Government Contractor Compliance & Regulatory Update

OFCCP Director Leen Nominated to Serve as OPM Inspector General

On February 3, 2020, the President Trump announced his intent to nominate Craig Edward Leen, the current OFCCP Director, to serve as the Inspector General at the Office of Personnel Management. The Office of the Inspector General has been without a permanent head since Patrick McFarland retired in February 2016. Nominees for Inspector General of the Office of Personnel Management must be confirmed by the Senate.

Leen became OFCCP Director in December 2018 and under his tenure the agency has seen record-breaking monetary recoveries. Additionally, under his leadership, the agency has implemented numerous initiatives aimed at increasing efficiency and improving the agency’s relationship with the federal government contractor community. The Department of Labor has not announced who will take over as OFCCP Director if Leen ultimately is confirmed.

Proskauer Delivers Comprehensive Webinar on OFCCP Developments

On January 15, 2020, Proskauer partner Guy Brenner and Resolution Economics Partner Rick Holt delivered a webinar entitled: OFCCP – The Year That Was and the Year Ahead. The jam-packed presentation provided legal, practical, and econometric insights into the numerous actions taken by the Department of Labor’s Office of Federal Contract Compliance Programs (“OFCCP”) in 2019, and looked ahead at what contractors can expect from the agency in 2020.

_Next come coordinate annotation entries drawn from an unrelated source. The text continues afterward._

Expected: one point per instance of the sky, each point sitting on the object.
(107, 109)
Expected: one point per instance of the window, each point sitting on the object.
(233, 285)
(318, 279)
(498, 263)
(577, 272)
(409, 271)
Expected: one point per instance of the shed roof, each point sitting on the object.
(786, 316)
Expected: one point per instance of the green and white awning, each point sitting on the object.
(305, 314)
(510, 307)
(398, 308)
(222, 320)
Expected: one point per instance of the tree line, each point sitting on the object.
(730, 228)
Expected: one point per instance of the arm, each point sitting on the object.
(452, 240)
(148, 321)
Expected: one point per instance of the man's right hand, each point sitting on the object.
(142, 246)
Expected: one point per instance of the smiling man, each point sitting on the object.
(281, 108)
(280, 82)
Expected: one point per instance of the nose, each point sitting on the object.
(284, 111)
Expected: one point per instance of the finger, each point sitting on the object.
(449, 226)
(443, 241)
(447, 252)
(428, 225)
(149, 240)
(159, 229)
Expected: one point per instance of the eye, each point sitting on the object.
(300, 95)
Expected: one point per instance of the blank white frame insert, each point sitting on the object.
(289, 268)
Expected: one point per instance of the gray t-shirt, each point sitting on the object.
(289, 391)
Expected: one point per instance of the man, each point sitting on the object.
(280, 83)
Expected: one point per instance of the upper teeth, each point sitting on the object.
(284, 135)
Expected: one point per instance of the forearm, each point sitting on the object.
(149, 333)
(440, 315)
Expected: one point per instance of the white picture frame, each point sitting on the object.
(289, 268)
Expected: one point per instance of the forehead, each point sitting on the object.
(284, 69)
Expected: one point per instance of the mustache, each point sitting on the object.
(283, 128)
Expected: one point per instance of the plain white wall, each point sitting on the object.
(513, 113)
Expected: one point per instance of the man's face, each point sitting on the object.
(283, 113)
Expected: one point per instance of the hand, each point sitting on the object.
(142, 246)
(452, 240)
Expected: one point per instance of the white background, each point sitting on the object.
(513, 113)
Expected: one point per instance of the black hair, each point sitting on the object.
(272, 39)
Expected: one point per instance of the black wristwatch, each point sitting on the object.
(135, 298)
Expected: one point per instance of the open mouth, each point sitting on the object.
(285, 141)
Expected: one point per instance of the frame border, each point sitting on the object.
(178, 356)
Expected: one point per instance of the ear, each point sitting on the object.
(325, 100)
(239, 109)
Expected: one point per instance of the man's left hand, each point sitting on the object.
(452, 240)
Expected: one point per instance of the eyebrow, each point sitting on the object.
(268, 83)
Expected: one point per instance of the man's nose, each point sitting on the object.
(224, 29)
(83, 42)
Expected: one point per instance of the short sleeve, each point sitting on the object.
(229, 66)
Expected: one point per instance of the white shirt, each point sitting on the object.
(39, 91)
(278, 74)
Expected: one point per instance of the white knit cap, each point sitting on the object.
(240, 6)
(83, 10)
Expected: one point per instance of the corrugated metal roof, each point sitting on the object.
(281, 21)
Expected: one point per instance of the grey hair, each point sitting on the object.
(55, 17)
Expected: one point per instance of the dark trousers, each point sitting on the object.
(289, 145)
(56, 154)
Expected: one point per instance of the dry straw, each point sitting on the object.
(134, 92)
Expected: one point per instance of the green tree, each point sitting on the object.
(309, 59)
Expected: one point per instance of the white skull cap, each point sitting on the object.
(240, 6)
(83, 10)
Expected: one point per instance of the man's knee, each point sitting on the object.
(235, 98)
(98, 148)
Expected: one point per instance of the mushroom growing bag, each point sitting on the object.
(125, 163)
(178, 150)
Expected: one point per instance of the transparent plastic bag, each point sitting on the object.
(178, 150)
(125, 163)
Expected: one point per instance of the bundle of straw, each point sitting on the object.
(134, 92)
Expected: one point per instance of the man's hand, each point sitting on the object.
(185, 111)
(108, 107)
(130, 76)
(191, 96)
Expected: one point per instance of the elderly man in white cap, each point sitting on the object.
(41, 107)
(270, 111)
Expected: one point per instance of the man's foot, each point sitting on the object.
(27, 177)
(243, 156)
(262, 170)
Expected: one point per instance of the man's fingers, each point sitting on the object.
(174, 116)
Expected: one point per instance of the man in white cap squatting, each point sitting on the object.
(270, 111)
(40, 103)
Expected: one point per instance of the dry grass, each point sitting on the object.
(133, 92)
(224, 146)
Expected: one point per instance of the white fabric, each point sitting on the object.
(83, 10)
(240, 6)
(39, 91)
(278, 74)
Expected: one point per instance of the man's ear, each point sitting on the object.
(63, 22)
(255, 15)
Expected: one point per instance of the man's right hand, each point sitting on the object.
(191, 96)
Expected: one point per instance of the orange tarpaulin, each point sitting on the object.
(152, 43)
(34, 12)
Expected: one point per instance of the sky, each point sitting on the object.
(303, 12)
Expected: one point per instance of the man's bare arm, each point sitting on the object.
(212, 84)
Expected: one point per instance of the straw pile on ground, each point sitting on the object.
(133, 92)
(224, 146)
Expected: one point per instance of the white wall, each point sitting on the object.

If you missed this informative webinar, you can access it using this link.

OFCCP Updates The Federal Contract Compliance Manual

On December 30, 2019, OFCCP updated its Federal Contract Compliance Manual (FCCM) for the first time since 2014.  The FCCM “provides guidance for OFCCP’s compliance officers . . . in conducting compliance evaluations, complaint investigations and providing federal contractors with compliance assistance.” In a press release, OFCCP explained that the updates “reflect revisions to OFCCP’s regulations, changes in practices, and to ensure transparency and provide greater clarity.”

OFCCP has provided a detailed overview of the changes and additions to the FCCM, broken down by Manual section. The changes to the FCCM include:

Contractors can download and review the full updated FCCM here.

Join Our Webinar: OFCCP – The Year That Was and the Year Ahead

Join us for a webinar on Wednesday, January 15, 2020, to review the significant changes and initiatives implemented by the Office of Federal Contract Compliance Programs in 2019, what they mean for federal contractors and what federal contractors can expect in 2020. Partner Guy Brenner and labor economist Dr. Rick Holt, a Director at Resolution Economics, will address topics including:

  • The new Voluntary Enterprise-Wide Review Program
  • Section 503 and VEVRAA Focused Reviews
  • Lessons learned from recent OFCCP settlements
  • Anticipated developments in 2020

To register and for more information click here.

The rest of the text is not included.